Et si tu travailles sur des lancements ou du copywriting long format, la méthode de Charles Baras sur les pages de vente intègre ces mécanismes de persuasion dans une structure narrative complète – c’est un des meilleurs exemples que j’ai vus de ce principe de cohérence appliqué sur une page unique.

Le principe de cohérence, au fond, c’est ça : tu ne demandes jamais ce que tu veux vraiment obtenir. Tu demandes ce qui semble raisonnable maintenant, et tu laisses la psychologie de ton prospect faire le chemin jusqu’à l’objectif final. C’est moins spectaculaire qu’un gros CTA rouge. C’est beaucoup plus efficace.

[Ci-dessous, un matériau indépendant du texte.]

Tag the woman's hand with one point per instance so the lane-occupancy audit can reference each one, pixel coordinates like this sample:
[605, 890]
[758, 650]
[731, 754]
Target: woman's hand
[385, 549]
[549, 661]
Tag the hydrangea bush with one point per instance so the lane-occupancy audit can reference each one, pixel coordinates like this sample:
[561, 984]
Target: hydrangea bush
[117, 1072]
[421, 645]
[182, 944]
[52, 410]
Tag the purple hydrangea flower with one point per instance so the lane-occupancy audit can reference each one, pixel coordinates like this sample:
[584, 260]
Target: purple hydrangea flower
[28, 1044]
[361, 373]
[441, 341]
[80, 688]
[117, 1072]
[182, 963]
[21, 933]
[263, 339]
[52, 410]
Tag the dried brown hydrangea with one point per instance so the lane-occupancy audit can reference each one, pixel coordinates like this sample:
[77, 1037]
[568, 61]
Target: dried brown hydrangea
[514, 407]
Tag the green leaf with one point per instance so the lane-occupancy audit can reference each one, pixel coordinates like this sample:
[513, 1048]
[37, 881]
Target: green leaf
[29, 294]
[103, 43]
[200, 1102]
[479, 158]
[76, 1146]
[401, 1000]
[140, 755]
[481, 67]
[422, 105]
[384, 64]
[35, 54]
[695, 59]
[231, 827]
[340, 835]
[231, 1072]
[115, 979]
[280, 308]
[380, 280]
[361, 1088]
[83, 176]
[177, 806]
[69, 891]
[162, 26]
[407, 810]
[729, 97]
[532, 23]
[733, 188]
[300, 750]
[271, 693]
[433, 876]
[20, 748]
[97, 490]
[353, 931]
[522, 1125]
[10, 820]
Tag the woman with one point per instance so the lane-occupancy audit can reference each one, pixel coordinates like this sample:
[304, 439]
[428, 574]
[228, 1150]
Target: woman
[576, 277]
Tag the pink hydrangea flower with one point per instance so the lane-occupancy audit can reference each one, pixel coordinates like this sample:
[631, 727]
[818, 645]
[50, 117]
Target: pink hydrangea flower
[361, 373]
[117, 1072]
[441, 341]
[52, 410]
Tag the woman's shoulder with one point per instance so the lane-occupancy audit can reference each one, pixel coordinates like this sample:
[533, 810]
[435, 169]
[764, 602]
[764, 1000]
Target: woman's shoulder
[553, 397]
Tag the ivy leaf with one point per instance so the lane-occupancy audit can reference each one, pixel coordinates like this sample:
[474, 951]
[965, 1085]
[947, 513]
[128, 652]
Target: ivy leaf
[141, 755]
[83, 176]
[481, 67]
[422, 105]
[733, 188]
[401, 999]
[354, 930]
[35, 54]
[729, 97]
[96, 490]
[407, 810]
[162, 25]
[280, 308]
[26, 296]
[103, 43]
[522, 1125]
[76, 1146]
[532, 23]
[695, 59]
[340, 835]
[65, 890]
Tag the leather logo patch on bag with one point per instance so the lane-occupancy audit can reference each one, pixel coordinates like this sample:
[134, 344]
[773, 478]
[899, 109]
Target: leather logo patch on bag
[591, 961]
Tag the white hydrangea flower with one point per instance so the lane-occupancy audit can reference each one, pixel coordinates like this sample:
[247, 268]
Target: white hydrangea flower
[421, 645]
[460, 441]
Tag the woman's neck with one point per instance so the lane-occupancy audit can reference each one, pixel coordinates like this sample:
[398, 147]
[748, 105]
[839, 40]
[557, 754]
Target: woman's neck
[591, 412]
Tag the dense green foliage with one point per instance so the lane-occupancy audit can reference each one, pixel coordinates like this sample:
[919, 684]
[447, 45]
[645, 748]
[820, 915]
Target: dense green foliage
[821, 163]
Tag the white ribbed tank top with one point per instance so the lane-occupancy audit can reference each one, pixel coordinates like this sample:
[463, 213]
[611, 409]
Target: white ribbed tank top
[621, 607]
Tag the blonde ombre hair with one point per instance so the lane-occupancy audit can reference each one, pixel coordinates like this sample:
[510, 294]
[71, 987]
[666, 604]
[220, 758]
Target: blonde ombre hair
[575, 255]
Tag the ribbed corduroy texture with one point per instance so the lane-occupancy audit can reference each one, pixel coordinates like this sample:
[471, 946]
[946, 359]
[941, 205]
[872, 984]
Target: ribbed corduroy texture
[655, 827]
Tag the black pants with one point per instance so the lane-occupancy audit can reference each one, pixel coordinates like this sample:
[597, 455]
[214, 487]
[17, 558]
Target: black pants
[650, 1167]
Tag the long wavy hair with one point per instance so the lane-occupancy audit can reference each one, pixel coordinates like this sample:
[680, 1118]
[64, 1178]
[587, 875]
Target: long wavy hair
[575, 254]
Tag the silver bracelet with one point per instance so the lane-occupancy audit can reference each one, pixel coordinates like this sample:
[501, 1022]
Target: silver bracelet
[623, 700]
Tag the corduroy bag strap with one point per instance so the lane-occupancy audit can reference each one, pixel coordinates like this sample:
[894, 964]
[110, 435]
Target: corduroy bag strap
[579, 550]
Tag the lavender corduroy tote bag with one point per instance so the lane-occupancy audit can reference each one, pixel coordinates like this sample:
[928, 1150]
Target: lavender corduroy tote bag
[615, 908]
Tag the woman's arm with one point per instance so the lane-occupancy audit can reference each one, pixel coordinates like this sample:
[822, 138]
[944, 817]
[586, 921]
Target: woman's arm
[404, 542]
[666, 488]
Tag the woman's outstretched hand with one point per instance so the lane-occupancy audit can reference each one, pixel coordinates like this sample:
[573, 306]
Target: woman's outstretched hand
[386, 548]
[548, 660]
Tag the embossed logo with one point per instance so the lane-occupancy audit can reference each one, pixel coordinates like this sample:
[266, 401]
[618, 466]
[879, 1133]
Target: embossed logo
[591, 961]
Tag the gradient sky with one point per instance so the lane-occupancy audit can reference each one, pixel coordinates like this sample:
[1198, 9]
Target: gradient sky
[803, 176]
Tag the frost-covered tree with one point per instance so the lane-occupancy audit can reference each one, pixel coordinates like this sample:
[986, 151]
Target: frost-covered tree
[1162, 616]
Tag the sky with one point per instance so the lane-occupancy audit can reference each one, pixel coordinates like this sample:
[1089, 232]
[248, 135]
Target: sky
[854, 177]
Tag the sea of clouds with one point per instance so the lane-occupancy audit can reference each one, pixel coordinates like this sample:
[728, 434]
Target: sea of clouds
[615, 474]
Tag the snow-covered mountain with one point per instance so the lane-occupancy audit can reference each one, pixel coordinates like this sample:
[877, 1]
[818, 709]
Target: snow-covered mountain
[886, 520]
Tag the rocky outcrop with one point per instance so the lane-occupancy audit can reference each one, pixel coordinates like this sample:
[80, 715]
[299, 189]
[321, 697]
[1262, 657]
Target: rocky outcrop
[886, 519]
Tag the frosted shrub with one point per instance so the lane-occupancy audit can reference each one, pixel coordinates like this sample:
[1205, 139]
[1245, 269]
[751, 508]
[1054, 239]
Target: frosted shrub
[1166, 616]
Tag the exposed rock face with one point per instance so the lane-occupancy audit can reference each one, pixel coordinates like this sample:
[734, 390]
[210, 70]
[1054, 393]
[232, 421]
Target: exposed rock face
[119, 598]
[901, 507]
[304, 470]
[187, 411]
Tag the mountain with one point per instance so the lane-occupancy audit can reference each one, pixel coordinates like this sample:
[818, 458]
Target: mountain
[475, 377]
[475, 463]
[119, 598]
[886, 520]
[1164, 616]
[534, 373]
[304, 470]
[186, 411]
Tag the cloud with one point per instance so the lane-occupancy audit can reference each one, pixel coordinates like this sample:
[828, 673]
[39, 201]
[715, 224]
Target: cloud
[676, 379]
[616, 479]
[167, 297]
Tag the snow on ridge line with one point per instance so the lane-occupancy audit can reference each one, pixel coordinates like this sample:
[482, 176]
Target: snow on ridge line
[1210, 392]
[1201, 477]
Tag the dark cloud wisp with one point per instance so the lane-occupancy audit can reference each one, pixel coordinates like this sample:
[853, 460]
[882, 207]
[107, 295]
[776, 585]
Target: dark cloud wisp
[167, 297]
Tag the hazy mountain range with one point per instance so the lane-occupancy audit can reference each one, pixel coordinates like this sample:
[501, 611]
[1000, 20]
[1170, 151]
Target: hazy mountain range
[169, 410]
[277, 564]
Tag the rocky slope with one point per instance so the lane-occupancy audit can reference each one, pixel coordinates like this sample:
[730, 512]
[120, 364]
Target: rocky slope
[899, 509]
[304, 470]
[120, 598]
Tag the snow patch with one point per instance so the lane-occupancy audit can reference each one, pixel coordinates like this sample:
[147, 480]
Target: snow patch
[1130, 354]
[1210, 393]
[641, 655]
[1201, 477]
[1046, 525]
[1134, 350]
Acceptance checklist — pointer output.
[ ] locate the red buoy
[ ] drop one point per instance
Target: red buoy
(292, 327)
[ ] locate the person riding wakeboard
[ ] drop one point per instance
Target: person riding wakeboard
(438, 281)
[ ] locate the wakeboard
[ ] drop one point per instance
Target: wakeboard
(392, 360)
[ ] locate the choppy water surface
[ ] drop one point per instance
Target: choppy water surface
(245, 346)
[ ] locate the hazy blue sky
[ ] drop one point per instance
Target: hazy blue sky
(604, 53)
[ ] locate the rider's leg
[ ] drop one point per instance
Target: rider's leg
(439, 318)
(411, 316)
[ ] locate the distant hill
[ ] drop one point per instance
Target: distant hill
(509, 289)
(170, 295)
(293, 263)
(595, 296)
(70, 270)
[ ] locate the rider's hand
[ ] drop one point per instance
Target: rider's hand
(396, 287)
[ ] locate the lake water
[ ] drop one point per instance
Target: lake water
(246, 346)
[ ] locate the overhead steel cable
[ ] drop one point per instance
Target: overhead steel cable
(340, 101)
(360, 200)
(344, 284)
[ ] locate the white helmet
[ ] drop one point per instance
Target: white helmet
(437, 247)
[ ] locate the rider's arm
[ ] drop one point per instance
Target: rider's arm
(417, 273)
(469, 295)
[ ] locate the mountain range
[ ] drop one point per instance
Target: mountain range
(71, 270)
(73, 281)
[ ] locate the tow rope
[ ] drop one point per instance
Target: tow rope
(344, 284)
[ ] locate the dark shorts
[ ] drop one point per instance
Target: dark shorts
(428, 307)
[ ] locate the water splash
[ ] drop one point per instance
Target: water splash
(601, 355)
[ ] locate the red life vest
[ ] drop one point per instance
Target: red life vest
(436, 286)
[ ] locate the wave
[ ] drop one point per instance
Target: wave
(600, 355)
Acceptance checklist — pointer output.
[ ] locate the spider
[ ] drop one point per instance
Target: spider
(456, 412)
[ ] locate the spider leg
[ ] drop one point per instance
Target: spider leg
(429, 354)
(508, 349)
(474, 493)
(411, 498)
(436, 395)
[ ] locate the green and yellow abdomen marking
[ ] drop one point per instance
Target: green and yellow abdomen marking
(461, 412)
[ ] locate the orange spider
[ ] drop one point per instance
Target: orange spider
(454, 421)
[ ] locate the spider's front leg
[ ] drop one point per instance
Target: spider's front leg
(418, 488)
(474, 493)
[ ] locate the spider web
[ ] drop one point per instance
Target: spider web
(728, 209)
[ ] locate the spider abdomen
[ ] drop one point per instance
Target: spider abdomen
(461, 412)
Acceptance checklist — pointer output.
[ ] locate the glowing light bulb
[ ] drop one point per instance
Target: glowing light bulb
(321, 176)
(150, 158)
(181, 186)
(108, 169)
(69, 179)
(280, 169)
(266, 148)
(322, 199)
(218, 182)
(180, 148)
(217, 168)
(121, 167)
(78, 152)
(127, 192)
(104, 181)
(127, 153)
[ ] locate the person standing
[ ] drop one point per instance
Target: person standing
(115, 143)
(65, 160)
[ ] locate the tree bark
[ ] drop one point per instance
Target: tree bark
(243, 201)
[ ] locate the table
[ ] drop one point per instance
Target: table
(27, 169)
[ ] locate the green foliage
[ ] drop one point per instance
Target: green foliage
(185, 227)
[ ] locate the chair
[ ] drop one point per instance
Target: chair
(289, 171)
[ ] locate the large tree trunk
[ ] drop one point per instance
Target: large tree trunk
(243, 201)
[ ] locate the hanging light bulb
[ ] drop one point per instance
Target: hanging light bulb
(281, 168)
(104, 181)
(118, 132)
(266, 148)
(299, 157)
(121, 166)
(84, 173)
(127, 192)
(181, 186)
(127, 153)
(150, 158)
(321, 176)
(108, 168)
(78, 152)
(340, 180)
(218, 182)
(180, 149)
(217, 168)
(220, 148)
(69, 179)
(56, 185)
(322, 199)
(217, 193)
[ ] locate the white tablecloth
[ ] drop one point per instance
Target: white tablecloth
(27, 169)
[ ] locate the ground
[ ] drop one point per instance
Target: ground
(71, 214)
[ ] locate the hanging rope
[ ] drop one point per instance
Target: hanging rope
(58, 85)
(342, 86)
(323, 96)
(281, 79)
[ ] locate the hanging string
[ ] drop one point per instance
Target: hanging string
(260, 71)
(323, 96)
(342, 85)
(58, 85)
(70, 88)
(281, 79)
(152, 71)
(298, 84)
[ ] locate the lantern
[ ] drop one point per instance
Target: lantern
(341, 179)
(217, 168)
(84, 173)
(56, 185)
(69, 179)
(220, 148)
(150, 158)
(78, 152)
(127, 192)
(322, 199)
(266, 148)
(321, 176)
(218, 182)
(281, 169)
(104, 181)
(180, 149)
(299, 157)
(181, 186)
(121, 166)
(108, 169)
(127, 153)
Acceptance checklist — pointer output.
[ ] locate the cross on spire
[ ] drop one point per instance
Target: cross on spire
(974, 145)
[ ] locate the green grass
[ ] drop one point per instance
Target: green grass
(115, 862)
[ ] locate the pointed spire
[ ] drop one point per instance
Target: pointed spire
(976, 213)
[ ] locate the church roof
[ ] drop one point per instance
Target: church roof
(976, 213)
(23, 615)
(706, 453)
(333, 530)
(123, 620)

La question qui reste, et que Leloup ne tranche pas vraiment dans l’épisode : où est la frontière entre persuasion et manipulation ? Entre un tunnel de vente bien construit et une technique d’interrogatoire militaire ? La réponse n’est probablement pas dans le mécanisme lui-même – qui est le même dans les deux cas. Elle est dans ce qu’on fait faire à la personne au bout du tunnel.

Questions fréquentes

C'est quoi le principe de cohérence en marketing ? +
Le principe de cohérence est un mécanisme psychologique décrit par Cialdini : nous avons tendance à agir de façon cohérente avec nos engagements et actions passés, même si la raison initiale de ces actions a disparu. En marketing, ça se traduit par le fait de demander un petit engagement d'abord - inscription email, essai gratuit, premier champ d'un formulaire - pour préparer psychologiquement le prospect à un engagement plus important ensuite.
Qu'est-ce que la technique du pied dans la porte ? +
C'est l'application directe du principe de cohérence : demander un petit engagement anodin pour créer une dynamique psychologique qui pousse vers un engagement plus grand. Le nom vient des vendeurs à domicile - si tu laisses quelqu'un mettre le pied dans la porte, il est beaucoup plus difficile de refuser la suite de la conversation.
Comment le principe de cohérence s'applique aux formulaires web ? +
De deux façons principales. D'abord, en commençant par le champ le plus facile à remplir - une étude citée par Stanislas Leloup montre une augmentation de 44,7% du taux de conversion juste en inversant l'ordre des champs. Ensuite, en découpant le formulaire en plusieurs étapes : montrer deux champs au lieu de quinze réduit la friction initiale, et une fois que l'utilisateur a cliqué sur 'Suivant', le principe de cohérence le pousse à terminer le formulaire.
Quelle est la différence entre dissonance cognitive et pression sociale dans le principe de cohérence ? +
La dissonance cognitive, c'est la pression interne : on est psychologiquement mal à l'aise quand nos actions ne correspondent pas à nos croyances, donc on modifie nos croyances pour les aligner avec ce qu'on a fait. La pression sociale, c'est la pression externe : changer d'avis est mal perçu socialement, ce qui renforce encore la tendance à rester cohérent avec ses positions passées.
Le principe de cohérence fonctionne-t-il pour des produits gratuits comme Facebook ? +
Oui, et c'est l'un des exemples les plus frappants. Facebook demande un engagement initial minimal - nom, email, âge. Mais au fil du temps, l'utilisateur ajoute des photos, contacte des amis, rejoint des groupes. Son identité se transforme progressivement. Le principe de cohérence fait que chaque heure passée sur la plateforme rend le départ psychologiquement plus coûteux - pas parce que le produit est meilleur, mais parce que l'abandon serait incohérent avec tout l'investissement passé.
Quels sont les 3 piliers qui expliquent pourquoi le principe de cohérence est si puissant ? +
Selon Cialdini et l'analyse de Stanislas Leloup : l'économie cognitive (le cerveau préfère s'appuyer sur des décisions déjà prises plutôt que de tout reconsidérer), la dissonance cognitive (nos croyances s'alignent sur nos actions passées via un processus de rationalisation), et la pression sociale (changer d'avis est perçu comme un signe de faiblesse ou d'instabilité dans notre culture).